UC DAVIS (US)—Scientists are hoping that an acre of rubber sheeting at the bottom of Lake Tahoe will control a dime-sized clam that is threatening the lake’s ecological balance, including its trademark clarity.
First observed in the lake in 2002, the population of the non-native Asian clam, Corbicula fluminea has reached thousands per square yard, mainly along the California-Nevada state line in the southeast corner of the lake.
The Asian clam is undesirable because it:
- Displaces native clams, snails and other organisms living on the lake bottom, which are important members of the lake’s native food web.
- Fosters the growth of bright green algae, which change the look of the water, and smell when they decompose.

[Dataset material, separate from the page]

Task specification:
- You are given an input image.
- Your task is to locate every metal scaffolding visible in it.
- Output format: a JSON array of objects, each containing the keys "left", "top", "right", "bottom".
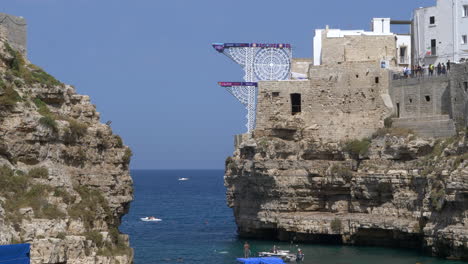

- Could help foster an invasion of quagga mussels, another aggressive non-native species, by creating desirable habitat for them.
The sheeting is expected to kill the clams by depriving them of oxygen and will remain in place all summer.
“The goal of this experiment is to determine whether it is feasible to control clams using impermeable bottom barriers,” explains Geoffrey Schladow, director of the Tahoe Environmental Research Center at University of California at Davis.
“We need to know how to efficiently deploy and remove large areas of rubber sheeting, and when it is all done, we must know whether the clams recolonize the treated areas.”
The ‘dissolved oxygen deprivation’ strategy was devised and tested on small patches of lake bottom last summer by Lake Tahoe experts at UC Davis and the University of Nevada, Reno.
That study and the results of this year’s acre-scale experiment will be used to help Tahoe Basin agencies develop a clam-management strategy.
The estimated $648,000 cost of the experimental treatment will be funded by the U.S. Fish and Wildlife Service, the Nevada Division of State Lands, and the Southern Nevada Public Land Management Act.